When I woke up later that afternoon, I put my hair back in curlers, reapplied my make-up and dressed for my reading at Happy Ending. It's a former erotic-massage parlour on the Lower East Side, that has been given a second life as a swinging-1960s-style cocktail lounge on one floor. It retains the tiled shower stalls and sauna from its last incarnation, with tables and chairs and mood lighting added, turning the basement into a warren of cosy booths. Its website actually advertises an 'intimate, almost indecent atmosphere that harks back to a pre-Giuliani New York' – a bit forced, perhaps, but the blurb serves as confirmation that Giuliani's crackdown was a feat of historic proportions.
I wore my 'lucky dress' – the leopard-print halter-neck number that I'd first worn at the Erotic Awards. Since meeting Carl, the Rump Shaker, my first night in it, the dress had become my fail-safe pulling outfit. It showed off my curves and, when I was squeezed into a black push-up bra first, it gave me the lift I needed. A fashion stylist had once told me during a shoot for a soul-singing diva, 'Foundation garments are everything,' and, judging from my ongoing successes in the outfit, she was right.
I arrived at Happy Ending half an hour before the show started and was met by a guy named
Greg. He had written to me after reading a piece about my book on the Sunday Times website, and we'd corresponded since then. He hadn't offered any sexual favours; he just seemed like a normal, nice guy, who wanted to know where he could pick up a copy of my book.

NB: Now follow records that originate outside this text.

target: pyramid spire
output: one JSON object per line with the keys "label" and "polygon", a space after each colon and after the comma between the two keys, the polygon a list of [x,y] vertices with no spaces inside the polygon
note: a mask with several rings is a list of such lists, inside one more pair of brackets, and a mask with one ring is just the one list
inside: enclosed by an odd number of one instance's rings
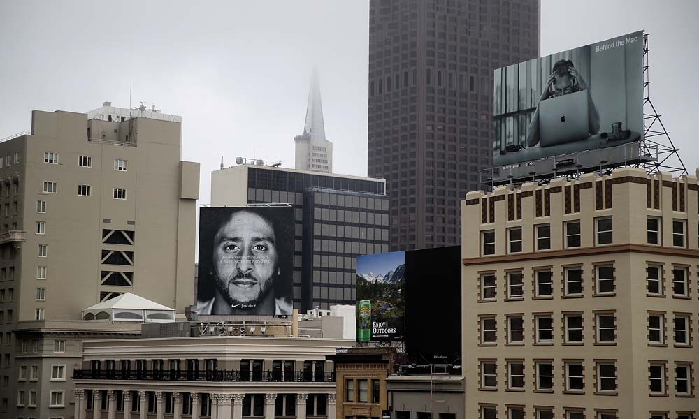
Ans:
{"label": "pyramid spire", "polygon": [[314,144],[325,142],[325,124],[323,122],[323,105],[320,99],[320,83],[318,81],[318,69],[315,66],[311,73],[310,91],[308,93],[308,106],[306,108],[303,133],[310,134],[311,142]]}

He was about my age, a bit short of five-foot-ten, medium build, with a small goatee, short dark hair swept up in spikes, brown eyes that glistened in the club lights. I took inventory and found him just as cute in person as he was on his MySpace page. We hit it off instantly. He was sharp and funny and sweet and, as we chatted in the corner booth at the far end of the lounge, I found myself thinking I had to add 'sexy' to my list of adjectives. He worked as a film editor. I thought that was cool. And he lived in Greenwich Village. I thought that was convenient.
'I'm staying in the Village,' I said.
'That's handy,' he said, smiling.
I topped the bill that night, and I revelled in the attention that resulted. The space was narrow and dimly lit and packed full of people of all ages, all types. Standing centre stage before fans who had read my blog or heard me on Stern that morning, I enjoyed sharing excerpts from my first book, and digressing before the appreciative crowd to ad lib anecdotes. It was a reminder of just how much I enjoyed performing for an audience, something I'd done only sexually in recent years. I had briefly considered a career in theatre while at university, but chucked the idea when I realised I was good at stealing scenes but not good enough to star. Standing in front of the microphone at Happy Ending, I felt like one.
Full of adrenalin, I stepped off the stage and walked over to Viviane, who had brought along some fellow bloggers to see me.
'Hey!' I said. 'So good to see you again.'
She told me I'd been great, invited me to a little Vietnamese place around the corner for dinner, then introduced me to the dark studious-looking man next to her. Very tall, very slim, twenty-something, he was wearing tiny round wire-rimmed specs and a preppy Ralph Lauren polo. He looked like a world-weary college student or a tortured poet, very much the humanities-studies type.